Why the Philosophy of Food is Important

will philosophize for foodFood is many things. Here is a list (probably incomplete) of many things food is:

  • Food is nutrition and fuel. As such, it has objective properties, subject to scientific investigation and precise measurement, that are not open to interpretation.
  • Food is nature and part of a system of interdependent ecological relationships.  Or I should say some food is natural. By contrast, some food is a wholly industrial product. According to contemporary norms, food is good when it comes from nature and bad when it doesn’t.
  • Food is culture. It has social meaning and significance, and expresses various cultural phenomena including prohibitions and permissions. Each culture determines what is permissible to eat and when. There are appropriate and inappropriate foods, everyday foods, foods for celebration, and symbolic foods. Culture defines food and food defines culture.
  • Food is a social good. The distribution of food is a matter of social justice. It is something everyone needs and thus cannot be entirely a matter of individual choice.
  • Food is an object of desire.
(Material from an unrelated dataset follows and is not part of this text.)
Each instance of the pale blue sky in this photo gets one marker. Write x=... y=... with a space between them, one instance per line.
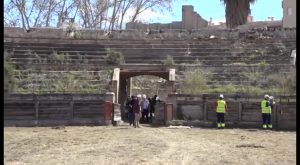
x=260 y=10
The desire to mitigate hunger is powerful but food is also a source of cravings that are not related to hunger, many of which are deeply influenced by social and economic forces.
  • Food is an aesthetic object. It appeals to the senses and is a source of pleasure and satisfaction. And food is like an art in that we attribute aesthetic properties to food. Dishes can be elegant or possess unity, flavors can be delicate, rich, or bold, etc.
  • Food is a commodity  an economic good with market value

Each of these can be the object of study of a specific discipline. Nutritionists, sociologists, psychologists, economists, biologists, and many others contribute to our understanding of food. However, all these various things that food can be intersect in complex ways. Food as an object of desire is related to food as an aesthetic object and both are dependent on factors arising from food as a commodity, food as a part of nature, or food as a cultural phenomenon,

To understand these interconnections food has to be look at holistically.

What discipline can look at food holistically and grasp the intersection of all this complexity? That would be philosophy. Other disciplines have the technical expertise to study each feature independently. Only philosophy has the scope and synthetic “glue,” what we might call integrative world-making, that enables us to put complex, distinctively different inquiries under one roof.